The next slide gives your ideas of additional resources. I didn't want to take any time from the other speakers so I kept this brief. There are a lot of resources out there. One of them is the Resource Center. We have a team of five of us around the country and we help people get projects done whether you are any kind of project sponsor. As long as you are doing an eligible project or we can help you to an eligible project, we are there to help you make it happen. We have on this side some information about TIFIA, and P3 (public private partnerships) because what I have given you is the “Cliff Notes” version of all these programs and I would be happy to provide you with additional detail. I am going to turn it back to Jennifer so she can have Tom come talk to us about the Northeast Ohio project.

J. Seplow:
Thank you, Jennifer. Again, I want to encourage everybody if they think of questions in during the presentation, type them in the chat area, send them to all participants and indicate to your question is for. Our next presenter is Sharon Banks of Cascade Sierra Solutions. I'm going to bring up your presentation and turn it over to you.

Sharon Banks:
Thanks, Jennifer. A lot of exciting things are going on here on the west coast. I'm with Cascade Sierra Solutions and we work on improving fuel economy and air quality on the I-5 corridor, which, if you are not from the West Coast, that goes from Mexico to the Canada border. I'm going to go a little bit over who we are, what we're trying to accomplish and what some of the barriers are and who our partners are, the concept of our showcase center, the product and the Everybody Wins lease. I will talk about risk and how we are covering our administrative costs and some of our progress and the locations where we are planning to implement outreach centers for the trucking industry.

First of all, CSS is an organization that has a lot of public and private partners working together, we're interested in saving fuel, improving air quality and slowing down change. We are not a regulatory agency and we are not for profit. We coordinate all kinds of incentives for multiple states and the Federal government to help facilitate the implementation of smart way upgrade kits. We also have low-cost financing programs and we have trained technical people that serve the over-the-road trucking market. The slide that you see now is a picture of a truck with a Smart Way upgrade. It has a diesel exhaust retrofit, which can reduce emissions from diesel particulate matter anywhere from 20 percent up to 85%. And an automatic tire inflation system, which will save fuel by keeping the tires properly inflated. It saves tires and improves safety. We have aluminum wheels which can save about 1230 pounds off of the load, which means the truck can carry more freight, which means less loads. We have auxiliary power units, we have 12 different varieties of those. Anything from a really efficient heat pump that runs on a battery down to a regular diesel fired one that uses about 85% less fuel than idling the engine to a hybrid variety that includes a plug-in option with a diesel fired auxiliary power unit.

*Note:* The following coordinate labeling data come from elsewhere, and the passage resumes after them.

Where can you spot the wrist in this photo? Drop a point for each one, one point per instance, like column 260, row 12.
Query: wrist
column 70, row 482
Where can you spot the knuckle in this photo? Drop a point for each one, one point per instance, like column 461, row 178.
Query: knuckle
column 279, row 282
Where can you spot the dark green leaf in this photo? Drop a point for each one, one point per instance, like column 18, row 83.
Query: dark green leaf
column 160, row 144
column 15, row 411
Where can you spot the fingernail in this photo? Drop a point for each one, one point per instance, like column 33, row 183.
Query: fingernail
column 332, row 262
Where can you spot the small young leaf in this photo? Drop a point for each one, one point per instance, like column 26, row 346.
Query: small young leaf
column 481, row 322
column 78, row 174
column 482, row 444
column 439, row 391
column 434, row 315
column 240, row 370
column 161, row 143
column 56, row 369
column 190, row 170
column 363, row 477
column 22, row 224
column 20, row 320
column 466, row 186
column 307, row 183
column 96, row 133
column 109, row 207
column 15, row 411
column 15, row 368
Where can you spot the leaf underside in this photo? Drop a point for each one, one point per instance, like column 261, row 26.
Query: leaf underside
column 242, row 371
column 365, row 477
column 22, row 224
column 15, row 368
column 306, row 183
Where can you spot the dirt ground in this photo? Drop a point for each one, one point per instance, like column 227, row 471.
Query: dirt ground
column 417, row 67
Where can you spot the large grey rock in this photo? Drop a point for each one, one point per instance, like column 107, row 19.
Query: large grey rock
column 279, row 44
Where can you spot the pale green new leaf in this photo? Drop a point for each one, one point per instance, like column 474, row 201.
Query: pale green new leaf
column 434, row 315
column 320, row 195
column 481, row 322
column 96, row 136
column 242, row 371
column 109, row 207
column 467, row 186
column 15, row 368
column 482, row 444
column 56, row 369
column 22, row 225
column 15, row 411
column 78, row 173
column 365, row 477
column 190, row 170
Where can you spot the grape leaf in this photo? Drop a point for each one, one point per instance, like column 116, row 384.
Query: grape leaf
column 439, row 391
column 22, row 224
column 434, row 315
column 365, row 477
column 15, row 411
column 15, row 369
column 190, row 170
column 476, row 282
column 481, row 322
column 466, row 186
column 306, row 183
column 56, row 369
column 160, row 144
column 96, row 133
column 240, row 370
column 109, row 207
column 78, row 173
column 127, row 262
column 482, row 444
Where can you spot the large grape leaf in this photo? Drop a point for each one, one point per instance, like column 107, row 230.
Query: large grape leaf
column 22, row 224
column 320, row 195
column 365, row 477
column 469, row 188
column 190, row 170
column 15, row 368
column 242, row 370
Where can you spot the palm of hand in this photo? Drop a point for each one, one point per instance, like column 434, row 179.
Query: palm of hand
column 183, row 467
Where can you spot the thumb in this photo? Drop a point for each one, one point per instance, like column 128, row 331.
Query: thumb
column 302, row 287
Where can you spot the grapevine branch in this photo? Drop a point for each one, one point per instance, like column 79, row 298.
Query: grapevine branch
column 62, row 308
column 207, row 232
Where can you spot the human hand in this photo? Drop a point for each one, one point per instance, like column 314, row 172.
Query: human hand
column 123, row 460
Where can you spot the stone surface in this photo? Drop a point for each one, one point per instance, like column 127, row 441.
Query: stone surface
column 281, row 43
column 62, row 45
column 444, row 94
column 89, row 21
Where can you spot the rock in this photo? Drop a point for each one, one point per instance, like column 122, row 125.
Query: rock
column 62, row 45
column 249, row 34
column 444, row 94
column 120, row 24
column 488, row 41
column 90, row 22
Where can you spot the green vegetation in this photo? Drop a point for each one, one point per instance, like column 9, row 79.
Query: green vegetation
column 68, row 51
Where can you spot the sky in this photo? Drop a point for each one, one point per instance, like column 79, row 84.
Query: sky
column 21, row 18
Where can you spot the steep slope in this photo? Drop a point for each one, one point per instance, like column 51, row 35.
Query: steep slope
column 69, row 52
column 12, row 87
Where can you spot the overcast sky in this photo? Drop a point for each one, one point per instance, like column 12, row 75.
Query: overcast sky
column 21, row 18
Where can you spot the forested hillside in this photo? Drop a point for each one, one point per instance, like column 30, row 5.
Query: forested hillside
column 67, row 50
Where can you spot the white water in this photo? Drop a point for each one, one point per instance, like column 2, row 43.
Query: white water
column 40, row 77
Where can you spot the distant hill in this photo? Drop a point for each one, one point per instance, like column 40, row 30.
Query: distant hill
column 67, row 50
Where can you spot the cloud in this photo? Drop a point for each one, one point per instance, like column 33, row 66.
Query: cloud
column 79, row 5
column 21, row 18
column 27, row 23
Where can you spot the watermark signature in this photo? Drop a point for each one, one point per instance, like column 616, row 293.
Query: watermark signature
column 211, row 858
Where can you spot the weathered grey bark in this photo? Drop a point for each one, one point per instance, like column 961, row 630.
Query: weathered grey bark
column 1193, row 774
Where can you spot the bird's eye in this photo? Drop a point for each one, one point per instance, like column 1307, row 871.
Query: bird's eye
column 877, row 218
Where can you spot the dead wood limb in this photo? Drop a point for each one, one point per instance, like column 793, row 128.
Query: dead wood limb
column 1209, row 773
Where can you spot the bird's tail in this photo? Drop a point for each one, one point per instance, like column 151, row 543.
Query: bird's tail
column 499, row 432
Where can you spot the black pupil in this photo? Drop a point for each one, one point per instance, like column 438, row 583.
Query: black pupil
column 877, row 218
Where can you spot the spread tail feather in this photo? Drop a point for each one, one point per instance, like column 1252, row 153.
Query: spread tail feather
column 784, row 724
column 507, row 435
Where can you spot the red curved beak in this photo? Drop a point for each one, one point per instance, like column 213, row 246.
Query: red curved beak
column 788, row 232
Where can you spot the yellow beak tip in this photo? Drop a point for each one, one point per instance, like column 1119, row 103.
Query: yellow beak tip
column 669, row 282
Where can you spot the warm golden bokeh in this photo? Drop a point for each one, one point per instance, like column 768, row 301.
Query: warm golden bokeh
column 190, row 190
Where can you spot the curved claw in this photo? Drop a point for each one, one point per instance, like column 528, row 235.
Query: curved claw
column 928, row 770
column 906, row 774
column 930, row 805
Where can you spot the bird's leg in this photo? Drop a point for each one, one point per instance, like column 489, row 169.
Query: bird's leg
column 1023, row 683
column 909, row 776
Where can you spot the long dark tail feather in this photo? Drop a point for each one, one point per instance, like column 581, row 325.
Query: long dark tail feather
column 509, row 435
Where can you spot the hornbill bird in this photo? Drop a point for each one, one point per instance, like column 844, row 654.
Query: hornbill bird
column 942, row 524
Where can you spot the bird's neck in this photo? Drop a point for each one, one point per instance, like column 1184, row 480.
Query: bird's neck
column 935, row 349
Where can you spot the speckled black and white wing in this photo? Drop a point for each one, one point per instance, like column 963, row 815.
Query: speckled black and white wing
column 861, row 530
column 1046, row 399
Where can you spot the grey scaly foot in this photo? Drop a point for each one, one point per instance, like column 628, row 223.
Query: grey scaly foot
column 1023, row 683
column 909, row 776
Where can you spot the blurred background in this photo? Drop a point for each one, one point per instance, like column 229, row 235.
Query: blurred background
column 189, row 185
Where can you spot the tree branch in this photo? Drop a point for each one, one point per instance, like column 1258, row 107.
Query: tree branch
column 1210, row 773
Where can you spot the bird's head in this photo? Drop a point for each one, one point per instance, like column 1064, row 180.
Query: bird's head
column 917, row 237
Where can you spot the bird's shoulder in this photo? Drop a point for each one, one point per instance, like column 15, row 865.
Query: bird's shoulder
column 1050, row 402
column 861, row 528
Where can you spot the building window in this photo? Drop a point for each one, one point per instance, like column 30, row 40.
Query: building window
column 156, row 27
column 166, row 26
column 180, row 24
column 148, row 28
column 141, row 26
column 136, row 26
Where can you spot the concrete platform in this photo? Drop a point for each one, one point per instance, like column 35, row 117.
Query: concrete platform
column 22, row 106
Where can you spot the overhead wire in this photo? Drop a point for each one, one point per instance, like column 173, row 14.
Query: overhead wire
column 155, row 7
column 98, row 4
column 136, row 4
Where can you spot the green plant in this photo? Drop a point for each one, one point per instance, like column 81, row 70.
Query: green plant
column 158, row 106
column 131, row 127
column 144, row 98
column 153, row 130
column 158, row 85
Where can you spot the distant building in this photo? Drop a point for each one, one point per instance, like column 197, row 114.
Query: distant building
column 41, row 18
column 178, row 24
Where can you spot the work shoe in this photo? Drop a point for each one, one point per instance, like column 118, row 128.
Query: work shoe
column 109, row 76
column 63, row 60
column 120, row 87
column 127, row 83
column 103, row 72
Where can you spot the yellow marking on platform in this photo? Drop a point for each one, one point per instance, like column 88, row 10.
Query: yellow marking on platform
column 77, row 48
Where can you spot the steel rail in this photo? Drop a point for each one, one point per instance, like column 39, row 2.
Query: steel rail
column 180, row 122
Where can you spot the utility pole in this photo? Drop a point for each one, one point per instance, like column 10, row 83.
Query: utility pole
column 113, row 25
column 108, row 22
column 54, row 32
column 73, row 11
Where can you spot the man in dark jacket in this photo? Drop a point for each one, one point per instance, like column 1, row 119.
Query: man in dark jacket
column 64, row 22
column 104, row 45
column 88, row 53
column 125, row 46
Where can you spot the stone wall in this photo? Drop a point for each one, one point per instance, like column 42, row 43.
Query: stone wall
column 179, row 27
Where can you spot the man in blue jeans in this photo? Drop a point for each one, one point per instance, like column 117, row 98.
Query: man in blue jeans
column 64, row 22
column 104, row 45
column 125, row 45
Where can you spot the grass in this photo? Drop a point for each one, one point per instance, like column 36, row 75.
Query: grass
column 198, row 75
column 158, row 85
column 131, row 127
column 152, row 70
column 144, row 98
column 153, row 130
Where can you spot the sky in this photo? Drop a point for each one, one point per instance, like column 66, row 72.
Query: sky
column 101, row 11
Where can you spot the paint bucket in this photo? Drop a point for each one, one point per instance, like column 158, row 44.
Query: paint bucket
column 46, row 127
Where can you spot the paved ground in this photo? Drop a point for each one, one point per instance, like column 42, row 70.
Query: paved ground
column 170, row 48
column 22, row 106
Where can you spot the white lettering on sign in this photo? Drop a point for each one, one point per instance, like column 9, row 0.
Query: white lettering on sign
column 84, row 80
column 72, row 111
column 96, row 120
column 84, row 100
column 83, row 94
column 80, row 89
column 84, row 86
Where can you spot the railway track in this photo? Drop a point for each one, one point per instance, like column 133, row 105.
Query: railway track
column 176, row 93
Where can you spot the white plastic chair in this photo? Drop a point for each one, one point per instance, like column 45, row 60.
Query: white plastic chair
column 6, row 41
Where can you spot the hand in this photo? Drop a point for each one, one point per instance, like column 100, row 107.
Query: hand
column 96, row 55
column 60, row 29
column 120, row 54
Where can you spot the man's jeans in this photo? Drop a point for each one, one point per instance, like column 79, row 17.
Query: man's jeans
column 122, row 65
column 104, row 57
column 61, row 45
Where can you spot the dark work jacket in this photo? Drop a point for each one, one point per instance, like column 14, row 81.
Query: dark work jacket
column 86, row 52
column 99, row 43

Auxiliary power units are different from the generators. They do generate power, but they have an HVAC system so they can provide heating and cooling through the sleeper cab. The reason truck drivers idle is because they are uncomfortable with the ambient temperature that is in their cab. We have a whole variety of different solutions for aerodynamics and those are specifically tailored toward the type of truck and trailer combination. We have the new single-wide tires that can reduce, or help with fuel economy up to 7 or 8 percent.

Our goal is to upgrade 5,000 trucks per year with EPA Smart Way upgrade kit. Each truck can save up to 5,000 gallons of fuel per year. The estimated west coast market is about 30,000 trucks. The potential impact of a project like this is very large. 150 million gallons of fuel saved-- over 600 tons of diesel particulate matter, 22,000 tons of NOX which is a precursor to ozone-- a 1.5 million tons of carbon dioxide. And these numbers continue year after year and continue to accumulate year after year for as long as the truck is on the road. Oftentimes trucks are on the road for up to 25 years. Upgrading 30,000 trucks will provide $450 million in fuel savings every year which is money that is put right back into the U.S. economy.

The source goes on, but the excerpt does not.